Should you turn your hobby into a career?
- While growing up, dancing was my creative outlet. I was still an alright dancer so I thought why not make dancing my career. Becoming a Zumba instructor seemed to be the perfect thing to pursue and I decided to get registered for training. I got the advice to first attend Zumba classes as a student for some time. I did that. I liked being a student but being a trainer didn’t fancy me. So I gave up this option pretty soon. And I don’t regret it.
- I tried to understand the technicalities of dance but it just took away the fun I had with random dancing. Maybe I wasn’t as passionate about it as I thought I was — so I stopped dancing.
- I then tried to make traveling — another hobby aka passion — my job by joining a travel agency’s freelance program. Planning for other people’s honeymoon and vacation from my home office was the worst experience. I left it before it could affect my love for traveling in any way. Thankfully!

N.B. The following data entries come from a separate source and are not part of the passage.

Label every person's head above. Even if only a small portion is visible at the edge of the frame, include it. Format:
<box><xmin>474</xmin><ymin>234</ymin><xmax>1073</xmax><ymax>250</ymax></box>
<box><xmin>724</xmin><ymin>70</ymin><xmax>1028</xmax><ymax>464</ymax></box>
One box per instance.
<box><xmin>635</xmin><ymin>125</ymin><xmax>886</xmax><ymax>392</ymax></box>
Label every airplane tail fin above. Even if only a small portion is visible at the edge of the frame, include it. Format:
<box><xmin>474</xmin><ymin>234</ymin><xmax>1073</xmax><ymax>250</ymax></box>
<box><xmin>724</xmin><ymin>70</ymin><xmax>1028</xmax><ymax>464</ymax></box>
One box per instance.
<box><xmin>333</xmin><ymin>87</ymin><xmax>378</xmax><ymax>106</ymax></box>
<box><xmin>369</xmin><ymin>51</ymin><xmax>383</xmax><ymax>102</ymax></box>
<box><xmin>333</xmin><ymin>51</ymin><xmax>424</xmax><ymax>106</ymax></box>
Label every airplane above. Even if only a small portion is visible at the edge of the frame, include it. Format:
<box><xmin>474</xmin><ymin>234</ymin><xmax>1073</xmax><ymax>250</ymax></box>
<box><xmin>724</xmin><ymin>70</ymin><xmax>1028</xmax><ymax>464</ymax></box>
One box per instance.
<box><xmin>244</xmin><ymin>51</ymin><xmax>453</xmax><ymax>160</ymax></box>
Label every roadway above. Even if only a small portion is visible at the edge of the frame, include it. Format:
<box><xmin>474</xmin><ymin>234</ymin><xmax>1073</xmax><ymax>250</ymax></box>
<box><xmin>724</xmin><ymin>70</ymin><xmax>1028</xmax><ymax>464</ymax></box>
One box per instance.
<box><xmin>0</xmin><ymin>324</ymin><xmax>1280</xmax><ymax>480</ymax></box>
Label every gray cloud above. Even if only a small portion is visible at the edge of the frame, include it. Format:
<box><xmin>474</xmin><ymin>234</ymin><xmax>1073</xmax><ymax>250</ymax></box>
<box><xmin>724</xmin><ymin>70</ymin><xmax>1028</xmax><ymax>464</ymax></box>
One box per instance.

- The ‘passion’ for which I finally resigned from my job was acting. I was living in the city of dreams, the home of Bollywood — Mumbai. I was always passionate about movies and theatre so I guessed acting was it — my passion. I should try acting, shouldn’t I? Before resigning, I did some acting workshops and I loved those.
- The feedback I got from there made me confident enough to go ahead and quit my job for acting. But the next steps to get an actual acting gig weren’t as great. Getting headshots was expensive but auditions were the main villain. I knew it was the Indian TV soap operas’ specialty to make women feel a lot older than they really were but to audition for the role of a teenage daughter’s mother in my twenties just made me conscious about my looks.
- I did love the craft of acting but the casting process made me anxious. The process turned it into a competition(which it was) and reminded me of how I was just an average at my ‘passion’. I never got a callback. And my self-confidence took a plunge.
- I met several people who had left their corporate jobs to pursue acting and were on the same trajectory. I started questioning my passion for acting as I had ignored the fact that one could rarely find anyone in India not smitten by Bollywood and/or Cricket. Eventually, I stopped going to auditions. Some people blamed it on my lack of commitment to my goals. It could be but this experience was an eye-opener for me. It wasn’t the world I expected.
Summary
I appreciate those who stay committed to their passion even after realizing it’s not all rosy. They still make it work for them no matter how long it takes.
I’ve realized I am not one of those. Yes, I want to like the work I do but my work doesn’t have to be my passion. ‘Follow your passion’ took the joy out of the things I loved once. I can’t think of my life without any creative interests but I no longer want to bear the burden of earning my living from my hobbies.
These days, writing is the creative pursuit I enjoy. And I have no intention of making it my job. I’ll let it flourish as my hobby.